Despite having what seems to be a bit of a chaotic classroom, Mrs. C keeps things humming right along. She’s got the kids doing what needs to be done in a collaborative method. Heck, sometimes she even gives up the big desk to an especially hardworking student, sitting down elsewhere while the student works at her desk.

But this isn’t a story about how awesome Mrs. C is, or how she perfectly fits into the progressive traditional grove that is Awesome Elementary School (although she is, she does and it is). I want to talk, instead, about the philosophy that seems to drive her educational ideas. It’s called Ubuntu.

The dictionary definition of Ubuntu is quite dry, but illuminating: a quality that includes the essential human virtues; compassion and humanity. When Mrs. C translates it into English, it gains a bit of poetic license. “I am who I am because of who we all are.”

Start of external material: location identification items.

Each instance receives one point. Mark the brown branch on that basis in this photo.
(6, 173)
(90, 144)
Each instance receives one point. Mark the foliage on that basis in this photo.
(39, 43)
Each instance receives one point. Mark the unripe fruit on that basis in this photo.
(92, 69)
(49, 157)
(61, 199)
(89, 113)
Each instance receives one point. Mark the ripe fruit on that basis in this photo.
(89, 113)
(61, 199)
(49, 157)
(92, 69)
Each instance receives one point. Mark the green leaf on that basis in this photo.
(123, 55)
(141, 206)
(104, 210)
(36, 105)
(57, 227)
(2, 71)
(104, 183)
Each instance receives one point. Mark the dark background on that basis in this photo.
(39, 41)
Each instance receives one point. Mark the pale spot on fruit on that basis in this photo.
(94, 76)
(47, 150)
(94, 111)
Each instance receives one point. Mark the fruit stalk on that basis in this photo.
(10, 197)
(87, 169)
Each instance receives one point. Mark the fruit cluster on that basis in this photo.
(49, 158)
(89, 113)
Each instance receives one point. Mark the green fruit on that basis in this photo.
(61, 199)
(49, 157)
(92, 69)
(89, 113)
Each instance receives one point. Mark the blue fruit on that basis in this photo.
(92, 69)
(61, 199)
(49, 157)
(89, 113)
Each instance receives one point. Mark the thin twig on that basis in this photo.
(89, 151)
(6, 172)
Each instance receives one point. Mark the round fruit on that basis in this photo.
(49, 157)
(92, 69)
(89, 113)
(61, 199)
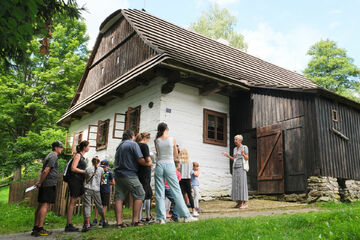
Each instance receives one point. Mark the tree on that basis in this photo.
(217, 23)
(36, 92)
(332, 69)
(21, 20)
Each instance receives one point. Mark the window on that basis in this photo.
(92, 133)
(72, 141)
(215, 127)
(334, 115)
(119, 125)
(102, 134)
(132, 120)
(77, 138)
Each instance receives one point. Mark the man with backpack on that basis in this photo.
(47, 188)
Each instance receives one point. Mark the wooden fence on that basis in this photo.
(17, 194)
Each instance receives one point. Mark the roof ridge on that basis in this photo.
(220, 44)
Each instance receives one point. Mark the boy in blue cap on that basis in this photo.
(105, 184)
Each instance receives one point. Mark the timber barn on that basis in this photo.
(144, 70)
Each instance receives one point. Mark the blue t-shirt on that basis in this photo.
(106, 183)
(126, 159)
(194, 179)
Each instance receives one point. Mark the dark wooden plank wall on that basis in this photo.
(296, 114)
(339, 157)
(130, 53)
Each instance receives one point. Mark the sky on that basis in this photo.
(278, 31)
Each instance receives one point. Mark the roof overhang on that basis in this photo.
(75, 111)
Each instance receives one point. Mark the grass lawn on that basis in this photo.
(337, 221)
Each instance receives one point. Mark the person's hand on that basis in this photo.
(225, 154)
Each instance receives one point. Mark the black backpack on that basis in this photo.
(67, 172)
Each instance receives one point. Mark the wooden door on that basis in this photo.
(270, 160)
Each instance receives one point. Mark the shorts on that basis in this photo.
(47, 194)
(105, 199)
(124, 185)
(146, 183)
(76, 188)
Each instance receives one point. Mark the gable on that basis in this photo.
(119, 50)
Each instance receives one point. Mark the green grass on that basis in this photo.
(16, 218)
(4, 195)
(337, 221)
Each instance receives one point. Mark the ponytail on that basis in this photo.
(161, 129)
(142, 136)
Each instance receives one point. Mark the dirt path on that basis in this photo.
(211, 209)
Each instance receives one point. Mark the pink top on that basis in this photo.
(178, 174)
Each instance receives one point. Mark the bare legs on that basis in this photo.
(40, 214)
(71, 207)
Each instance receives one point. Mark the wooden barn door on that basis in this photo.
(270, 160)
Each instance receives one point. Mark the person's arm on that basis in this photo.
(175, 150)
(245, 154)
(144, 162)
(43, 176)
(75, 163)
(228, 156)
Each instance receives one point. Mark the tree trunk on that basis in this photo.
(17, 174)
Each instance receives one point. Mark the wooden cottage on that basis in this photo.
(144, 70)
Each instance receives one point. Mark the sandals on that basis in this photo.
(121, 225)
(137, 224)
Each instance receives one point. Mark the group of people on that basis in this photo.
(175, 180)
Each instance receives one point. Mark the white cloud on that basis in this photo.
(334, 24)
(335, 12)
(96, 13)
(287, 50)
(224, 2)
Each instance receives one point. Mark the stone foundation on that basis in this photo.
(351, 191)
(322, 189)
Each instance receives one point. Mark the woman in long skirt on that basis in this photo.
(239, 190)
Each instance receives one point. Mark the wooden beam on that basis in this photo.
(209, 89)
(117, 94)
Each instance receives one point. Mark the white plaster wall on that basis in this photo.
(185, 122)
(149, 118)
(186, 125)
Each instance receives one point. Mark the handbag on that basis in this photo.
(245, 162)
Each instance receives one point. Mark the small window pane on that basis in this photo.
(220, 136)
(211, 122)
(211, 135)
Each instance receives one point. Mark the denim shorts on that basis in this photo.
(124, 185)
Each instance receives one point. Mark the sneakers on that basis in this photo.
(105, 224)
(71, 228)
(94, 223)
(190, 219)
(86, 228)
(161, 221)
(41, 232)
(34, 231)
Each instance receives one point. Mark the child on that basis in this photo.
(92, 191)
(195, 184)
(169, 196)
(107, 181)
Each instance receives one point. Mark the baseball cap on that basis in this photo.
(57, 144)
(104, 163)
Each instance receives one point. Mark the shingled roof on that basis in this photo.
(201, 52)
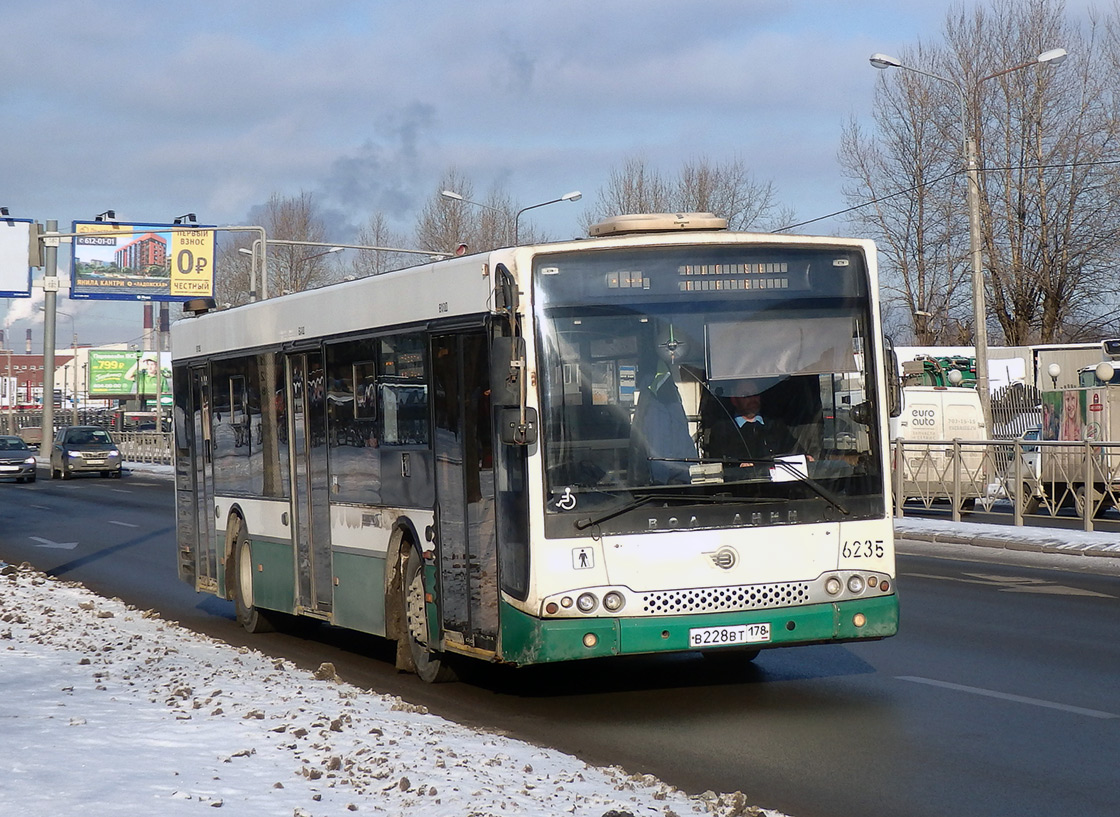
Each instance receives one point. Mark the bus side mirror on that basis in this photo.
(507, 355)
(890, 372)
(514, 430)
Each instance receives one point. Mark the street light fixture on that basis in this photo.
(574, 196)
(979, 308)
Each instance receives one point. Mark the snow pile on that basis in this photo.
(106, 709)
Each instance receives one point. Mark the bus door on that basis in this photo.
(196, 488)
(465, 509)
(310, 521)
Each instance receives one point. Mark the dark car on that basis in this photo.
(16, 460)
(84, 448)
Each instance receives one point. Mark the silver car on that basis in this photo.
(16, 460)
(84, 448)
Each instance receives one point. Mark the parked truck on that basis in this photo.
(932, 435)
(1085, 470)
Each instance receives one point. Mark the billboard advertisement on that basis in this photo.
(117, 261)
(15, 258)
(123, 373)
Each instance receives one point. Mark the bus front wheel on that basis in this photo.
(249, 616)
(429, 665)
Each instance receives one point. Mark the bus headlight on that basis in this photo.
(614, 601)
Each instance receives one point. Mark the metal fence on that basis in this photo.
(1039, 477)
(145, 446)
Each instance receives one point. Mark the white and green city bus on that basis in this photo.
(512, 455)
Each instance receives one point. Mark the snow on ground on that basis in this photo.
(105, 709)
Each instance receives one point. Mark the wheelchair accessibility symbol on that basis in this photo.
(567, 502)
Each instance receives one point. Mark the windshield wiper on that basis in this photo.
(636, 502)
(789, 467)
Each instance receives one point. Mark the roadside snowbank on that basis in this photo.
(106, 709)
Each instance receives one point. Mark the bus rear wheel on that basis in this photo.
(249, 616)
(430, 666)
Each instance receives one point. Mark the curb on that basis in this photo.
(1041, 542)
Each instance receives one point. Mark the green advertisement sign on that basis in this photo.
(123, 373)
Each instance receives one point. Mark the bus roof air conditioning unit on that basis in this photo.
(656, 223)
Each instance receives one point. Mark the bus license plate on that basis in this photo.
(729, 636)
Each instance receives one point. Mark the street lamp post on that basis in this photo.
(73, 364)
(574, 196)
(971, 158)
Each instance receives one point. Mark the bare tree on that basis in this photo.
(376, 232)
(727, 189)
(921, 234)
(1045, 137)
(234, 275)
(445, 223)
(294, 268)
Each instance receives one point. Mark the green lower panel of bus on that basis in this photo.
(273, 579)
(529, 640)
(360, 592)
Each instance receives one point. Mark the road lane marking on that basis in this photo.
(1008, 696)
(49, 544)
(1015, 584)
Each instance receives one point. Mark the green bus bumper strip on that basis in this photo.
(530, 640)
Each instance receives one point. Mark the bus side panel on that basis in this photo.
(360, 595)
(273, 581)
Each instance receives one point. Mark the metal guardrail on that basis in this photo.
(145, 446)
(1041, 477)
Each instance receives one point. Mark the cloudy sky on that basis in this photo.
(155, 110)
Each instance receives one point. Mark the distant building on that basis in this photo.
(21, 377)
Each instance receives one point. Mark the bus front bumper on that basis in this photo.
(529, 640)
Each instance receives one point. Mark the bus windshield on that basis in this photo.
(734, 382)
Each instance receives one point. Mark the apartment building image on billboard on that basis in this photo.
(145, 256)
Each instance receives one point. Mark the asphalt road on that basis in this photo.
(999, 696)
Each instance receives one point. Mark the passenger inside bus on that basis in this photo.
(739, 429)
(661, 446)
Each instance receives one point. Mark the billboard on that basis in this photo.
(15, 257)
(141, 261)
(122, 373)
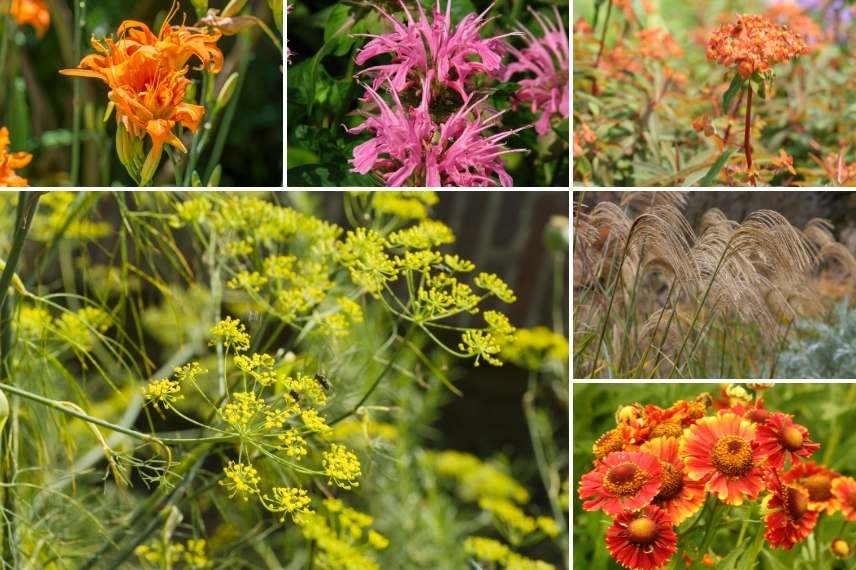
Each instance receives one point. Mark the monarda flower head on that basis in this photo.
(419, 48)
(10, 161)
(545, 61)
(409, 147)
(753, 43)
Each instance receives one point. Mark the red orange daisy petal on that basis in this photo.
(642, 540)
(679, 495)
(623, 481)
(779, 438)
(789, 519)
(844, 491)
(816, 480)
(721, 452)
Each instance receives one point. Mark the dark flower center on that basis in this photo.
(796, 503)
(732, 456)
(819, 487)
(673, 482)
(667, 429)
(625, 479)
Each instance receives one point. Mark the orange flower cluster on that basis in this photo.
(753, 43)
(583, 137)
(797, 19)
(146, 75)
(655, 469)
(11, 161)
(33, 13)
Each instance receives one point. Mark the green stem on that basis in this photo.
(223, 130)
(27, 203)
(376, 382)
(65, 408)
(549, 479)
(79, 22)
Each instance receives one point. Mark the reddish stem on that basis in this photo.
(747, 142)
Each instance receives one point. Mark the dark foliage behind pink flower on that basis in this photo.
(545, 61)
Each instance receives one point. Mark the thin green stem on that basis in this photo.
(228, 115)
(376, 382)
(77, 103)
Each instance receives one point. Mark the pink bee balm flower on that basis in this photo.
(423, 46)
(547, 59)
(409, 147)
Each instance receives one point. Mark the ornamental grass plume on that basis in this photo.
(10, 161)
(546, 58)
(409, 147)
(33, 13)
(752, 44)
(146, 74)
(718, 456)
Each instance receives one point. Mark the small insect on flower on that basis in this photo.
(11, 161)
(780, 438)
(623, 481)
(816, 480)
(789, 519)
(844, 491)
(643, 539)
(288, 501)
(342, 466)
(163, 392)
(241, 479)
(721, 452)
(679, 495)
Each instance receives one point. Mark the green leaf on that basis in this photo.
(297, 156)
(713, 173)
(276, 8)
(326, 175)
(733, 90)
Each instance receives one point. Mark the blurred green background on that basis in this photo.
(38, 104)
(827, 410)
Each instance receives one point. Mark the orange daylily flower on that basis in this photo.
(146, 76)
(32, 12)
(9, 161)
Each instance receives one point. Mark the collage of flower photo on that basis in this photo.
(713, 361)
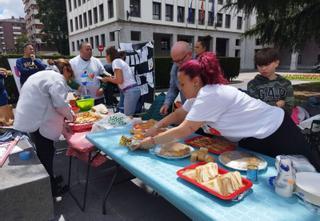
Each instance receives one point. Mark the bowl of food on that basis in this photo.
(85, 104)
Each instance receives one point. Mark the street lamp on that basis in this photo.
(129, 13)
(118, 36)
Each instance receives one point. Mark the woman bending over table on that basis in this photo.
(224, 110)
(42, 109)
(124, 78)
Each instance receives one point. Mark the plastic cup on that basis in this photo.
(252, 173)
(25, 155)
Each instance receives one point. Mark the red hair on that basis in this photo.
(207, 67)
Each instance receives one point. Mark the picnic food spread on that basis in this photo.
(174, 149)
(209, 176)
(86, 117)
(215, 145)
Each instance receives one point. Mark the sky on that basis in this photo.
(10, 8)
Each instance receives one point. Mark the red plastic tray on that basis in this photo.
(225, 148)
(80, 127)
(247, 183)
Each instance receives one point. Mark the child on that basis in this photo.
(269, 86)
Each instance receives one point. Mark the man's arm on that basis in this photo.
(41, 66)
(173, 90)
(21, 68)
(252, 89)
(289, 99)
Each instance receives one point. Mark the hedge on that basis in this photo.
(229, 65)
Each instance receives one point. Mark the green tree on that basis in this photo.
(53, 15)
(21, 40)
(284, 23)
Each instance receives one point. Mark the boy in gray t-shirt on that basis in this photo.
(269, 86)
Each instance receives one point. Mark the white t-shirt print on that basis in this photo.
(233, 114)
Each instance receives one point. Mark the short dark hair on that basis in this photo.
(84, 43)
(265, 56)
(112, 52)
(26, 45)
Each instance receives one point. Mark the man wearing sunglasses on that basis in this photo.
(180, 53)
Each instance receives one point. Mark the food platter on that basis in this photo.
(246, 184)
(158, 151)
(239, 160)
(216, 145)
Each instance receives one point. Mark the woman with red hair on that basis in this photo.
(226, 111)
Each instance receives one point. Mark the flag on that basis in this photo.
(212, 11)
(202, 12)
(190, 14)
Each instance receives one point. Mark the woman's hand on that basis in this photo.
(280, 103)
(105, 79)
(152, 132)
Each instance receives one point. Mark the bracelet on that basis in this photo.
(152, 140)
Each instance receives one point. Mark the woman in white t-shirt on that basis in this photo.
(224, 110)
(124, 78)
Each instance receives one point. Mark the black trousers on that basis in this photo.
(45, 152)
(287, 140)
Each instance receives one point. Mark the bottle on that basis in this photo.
(84, 78)
(284, 183)
(84, 81)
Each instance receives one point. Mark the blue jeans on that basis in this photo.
(128, 100)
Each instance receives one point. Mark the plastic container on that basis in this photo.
(247, 184)
(85, 104)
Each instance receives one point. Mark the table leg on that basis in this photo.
(109, 189)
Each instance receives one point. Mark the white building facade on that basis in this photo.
(33, 24)
(108, 22)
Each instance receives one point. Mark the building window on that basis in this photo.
(227, 21)
(180, 14)
(90, 17)
(156, 9)
(210, 18)
(239, 22)
(169, 12)
(191, 16)
(110, 8)
(97, 40)
(258, 41)
(70, 8)
(80, 21)
(112, 36)
(71, 25)
(101, 12)
(165, 44)
(85, 23)
(91, 42)
(219, 19)
(95, 15)
(237, 53)
(135, 35)
(76, 21)
(103, 39)
(201, 17)
(135, 6)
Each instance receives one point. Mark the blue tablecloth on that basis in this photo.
(262, 203)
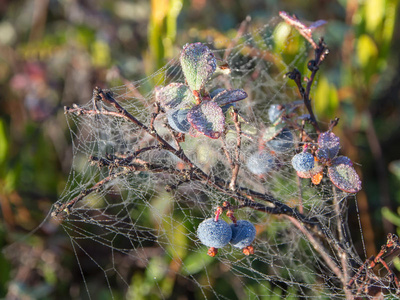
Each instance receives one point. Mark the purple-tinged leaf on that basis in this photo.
(329, 144)
(229, 96)
(208, 119)
(308, 174)
(316, 24)
(198, 64)
(275, 112)
(345, 178)
(342, 160)
(272, 131)
(174, 95)
(177, 119)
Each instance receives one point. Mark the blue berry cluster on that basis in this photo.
(303, 162)
(217, 234)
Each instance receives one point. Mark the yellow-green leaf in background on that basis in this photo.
(374, 14)
(326, 99)
(367, 51)
(3, 144)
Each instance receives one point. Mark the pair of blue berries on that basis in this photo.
(217, 234)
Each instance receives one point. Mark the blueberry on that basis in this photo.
(213, 233)
(243, 234)
(177, 119)
(274, 112)
(303, 162)
(260, 163)
(283, 142)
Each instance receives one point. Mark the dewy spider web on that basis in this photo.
(136, 228)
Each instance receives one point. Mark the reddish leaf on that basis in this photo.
(208, 119)
(344, 177)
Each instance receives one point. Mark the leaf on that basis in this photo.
(309, 174)
(272, 131)
(198, 64)
(329, 145)
(208, 119)
(342, 160)
(229, 96)
(177, 119)
(345, 178)
(174, 95)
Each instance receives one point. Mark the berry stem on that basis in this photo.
(218, 213)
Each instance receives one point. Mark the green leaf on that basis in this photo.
(345, 178)
(3, 143)
(367, 51)
(198, 64)
(391, 216)
(229, 96)
(208, 119)
(174, 95)
(374, 14)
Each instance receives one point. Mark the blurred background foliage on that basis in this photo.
(54, 52)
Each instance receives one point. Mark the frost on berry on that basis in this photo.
(213, 233)
(344, 176)
(275, 112)
(243, 234)
(260, 163)
(303, 162)
(177, 119)
(198, 64)
(283, 142)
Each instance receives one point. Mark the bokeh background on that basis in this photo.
(54, 52)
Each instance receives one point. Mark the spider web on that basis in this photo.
(137, 230)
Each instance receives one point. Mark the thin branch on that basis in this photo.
(235, 171)
(319, 248)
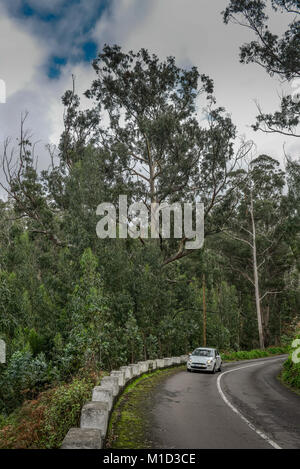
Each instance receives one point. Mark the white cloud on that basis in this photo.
(193, 31)
(20, 55)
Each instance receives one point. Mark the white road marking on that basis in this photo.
(234, 409)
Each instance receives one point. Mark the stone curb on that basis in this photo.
(95, 414)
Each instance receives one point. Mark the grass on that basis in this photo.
(128, 427)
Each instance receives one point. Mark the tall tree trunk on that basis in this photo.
(255, 274)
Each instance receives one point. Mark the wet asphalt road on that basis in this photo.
(189, 412)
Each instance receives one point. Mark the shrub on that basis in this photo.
(252, 354)
(291, 371)
(44, 422)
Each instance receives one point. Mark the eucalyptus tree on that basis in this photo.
(258, 225)
(146, 119)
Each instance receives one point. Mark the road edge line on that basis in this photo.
(235, 410)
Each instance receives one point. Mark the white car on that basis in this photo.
(204, 358)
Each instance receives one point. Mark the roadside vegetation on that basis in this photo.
(291, 371)
(252, 354)
(130, 425)
(153, 132)
(43, 422)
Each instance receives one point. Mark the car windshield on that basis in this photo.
(200, 352)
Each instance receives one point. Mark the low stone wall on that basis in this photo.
(95, 414)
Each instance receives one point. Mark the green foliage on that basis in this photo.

“Originally,” she said, “it was a South African philosophy about interconnectedness and community. It became quite popular after apartheid was overturned. I love it. It says we cannot become successful alone, we cannot fail alone, we are all in this together. It also teaches about the acceptance of others and ourselves by seeing us all through a community lens.”

That’s what I love about this. It harkens back to Hilary Clinton’s go-to catchphrase: “It takes a village to raise a child.” Let’s try and leave politics out of this and look at it for what it is; a plea for involvement beyond your own narrow interests.

Sure we parents would like to think we’re the preeminent forces for moral growth in our little dudes and dudettes, but, if we’re being realistic, we need to understand that society has a massive impact on what our children believe and how they act. Which is why we need to act for the greater good, as well as our own good, because the two are very much intertwined.

We’re running a bit long here, so I’ll be back tomorrow with more from Mrs. C and Awesome Elementary School.